The generator expression is a very compact, but it is not very flexible. If it is not possible to describe the generator with a generator expression, it has to implement the generator pattern, an iterable class, or implement a functions that yields the values.

Dictionary and Set Comprehensions

In Python 2.7 and 3.0 dictionary and set comprehensions were also introduced. The syntax is similar to the list comprehensions. Here is an example of a set and dictionary comprehension:

>>> {x for x in range(4)}

set([0, 1, 2, 3])

>>> {x:"A"*x for x in range(4)}

{0: '', 1: 'A', 2: 'AA', 3: 'AAA'}

List Comprehensions Continued

Now we will go back to list comprehensions, and look at the rest its syntax.

Nested Loops

The description below describes the full list comprehension syntax, and is taken directly from the Python 2.7 reference:

comprehension ::=  expression comp_for
comp_for      ::=  "for" target_list "in" or_test [comp_iter]
comp_iter     ::=  comp_for | comp_if
comp_if       ::=  "if" expression_nocond [comp_iter]

This way of describing a grammer is called the Backus-Naur form. What it says, is that there has to be at least one "for .. in" in a list comprehension, but then after that there can be any number of "for .. in" or "if .." clauses. The for and if clauses are nested in the same order as they appear in the list comprehension.

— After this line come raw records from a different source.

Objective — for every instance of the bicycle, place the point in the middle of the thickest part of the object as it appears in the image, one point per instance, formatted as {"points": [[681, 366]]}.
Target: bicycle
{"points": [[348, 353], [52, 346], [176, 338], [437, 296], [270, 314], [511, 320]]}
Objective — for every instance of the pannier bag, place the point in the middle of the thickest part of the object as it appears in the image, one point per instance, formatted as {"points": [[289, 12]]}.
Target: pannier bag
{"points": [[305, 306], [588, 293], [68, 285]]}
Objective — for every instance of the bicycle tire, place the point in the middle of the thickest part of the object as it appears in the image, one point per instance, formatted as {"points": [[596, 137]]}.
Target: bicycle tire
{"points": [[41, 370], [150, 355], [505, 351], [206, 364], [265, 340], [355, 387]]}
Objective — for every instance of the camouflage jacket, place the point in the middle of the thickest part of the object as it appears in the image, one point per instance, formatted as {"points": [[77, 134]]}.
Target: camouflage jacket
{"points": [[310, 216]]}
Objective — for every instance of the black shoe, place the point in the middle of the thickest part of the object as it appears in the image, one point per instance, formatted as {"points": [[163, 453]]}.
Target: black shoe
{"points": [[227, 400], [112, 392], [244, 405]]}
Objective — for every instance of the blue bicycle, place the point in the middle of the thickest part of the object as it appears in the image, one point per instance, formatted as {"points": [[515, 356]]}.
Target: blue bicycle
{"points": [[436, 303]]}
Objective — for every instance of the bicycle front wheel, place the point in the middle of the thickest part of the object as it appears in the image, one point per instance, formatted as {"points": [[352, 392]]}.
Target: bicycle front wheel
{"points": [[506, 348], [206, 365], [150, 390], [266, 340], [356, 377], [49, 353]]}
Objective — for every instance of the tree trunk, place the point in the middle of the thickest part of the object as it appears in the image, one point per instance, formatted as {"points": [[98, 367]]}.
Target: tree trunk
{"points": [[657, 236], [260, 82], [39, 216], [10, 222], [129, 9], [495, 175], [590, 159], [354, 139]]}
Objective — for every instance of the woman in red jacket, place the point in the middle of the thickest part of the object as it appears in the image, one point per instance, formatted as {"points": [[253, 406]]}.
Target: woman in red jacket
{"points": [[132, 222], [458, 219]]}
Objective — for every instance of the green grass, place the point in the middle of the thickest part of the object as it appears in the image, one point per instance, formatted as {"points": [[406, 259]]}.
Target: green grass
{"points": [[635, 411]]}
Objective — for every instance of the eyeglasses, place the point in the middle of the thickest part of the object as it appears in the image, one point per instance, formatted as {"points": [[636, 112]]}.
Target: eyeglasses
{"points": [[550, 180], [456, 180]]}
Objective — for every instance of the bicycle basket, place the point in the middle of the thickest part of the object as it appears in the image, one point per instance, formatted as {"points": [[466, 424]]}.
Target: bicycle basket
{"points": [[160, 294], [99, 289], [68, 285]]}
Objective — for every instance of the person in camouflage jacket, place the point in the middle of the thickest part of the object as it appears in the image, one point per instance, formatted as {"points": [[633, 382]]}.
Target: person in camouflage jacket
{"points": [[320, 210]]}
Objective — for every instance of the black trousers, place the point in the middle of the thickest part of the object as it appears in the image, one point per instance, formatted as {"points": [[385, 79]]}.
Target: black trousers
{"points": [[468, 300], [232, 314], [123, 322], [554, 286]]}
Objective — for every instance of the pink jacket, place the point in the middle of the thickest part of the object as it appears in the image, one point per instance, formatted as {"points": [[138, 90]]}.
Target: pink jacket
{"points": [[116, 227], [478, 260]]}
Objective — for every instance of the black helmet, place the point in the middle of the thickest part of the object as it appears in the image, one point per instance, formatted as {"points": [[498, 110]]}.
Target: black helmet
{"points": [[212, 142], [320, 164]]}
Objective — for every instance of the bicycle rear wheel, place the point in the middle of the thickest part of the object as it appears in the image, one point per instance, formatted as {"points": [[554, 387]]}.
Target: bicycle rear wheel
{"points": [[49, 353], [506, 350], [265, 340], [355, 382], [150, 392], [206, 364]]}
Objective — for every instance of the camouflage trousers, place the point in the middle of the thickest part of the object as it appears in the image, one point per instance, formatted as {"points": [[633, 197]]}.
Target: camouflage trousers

A list comprehension of this form:

res = [expression for i1 in L1 if cond1 for i2 in L2 if cond2 ...]

is equivalent to:

res = []

for i1 in L1:

if cond1:

for i2 in L2:

if cond2:

...

res.append(expression)

The nested loops can also iterate over variables from the outer loops. Here is an example

>>> L = [[1,2,3],[2,3],]

>>> res = []

>>> for vec in L:

...     if len(vec)>2:

...         for e in vec:

...             res.append(e*2)

...

>>> res

[2, 4, 6]

which equivalent to:

>>> L = [[1,2,3],[2,3],]

>>> [e*2 for vec in L if len(vec)>2 for e in vec]

[2, 4, 6]

Here the program iterates over all the nested lists, and only returns the lists longer than 2, and the values doubles for those.

Nested list comprehensions

It possible to nest list comprehension. The expression part of a list comprehension that describes how the new elements should be formed, can be expressed with a list comprehension itself. It will have access to all the variables in the outer list comprehension, as it is enclosed in the innermost loop of the outer list comprehension.

A simple example could be:

>>> L = [[1,2,3],[2,3],]

>>> [[i*2 for i in vec] for vec in L if len(vec)>2]

[[2, 4, 6]]

Summary

List comprehensions and list generators facilitate us to make compact and easily readable expression. But on the other hand they also allow for very complex expressions - the expressions can be so long, that they have to be broken up into several lines. The complex instances of list comprehensions do not inherit the easy readability, as their shorter and simple cousins; actually they might be harder to understand than conventional loops. Conventional loops follow Python’s strict indentation rules, and therefore more structured than a long list comprehension, which only is separated by mandatory whitespaces.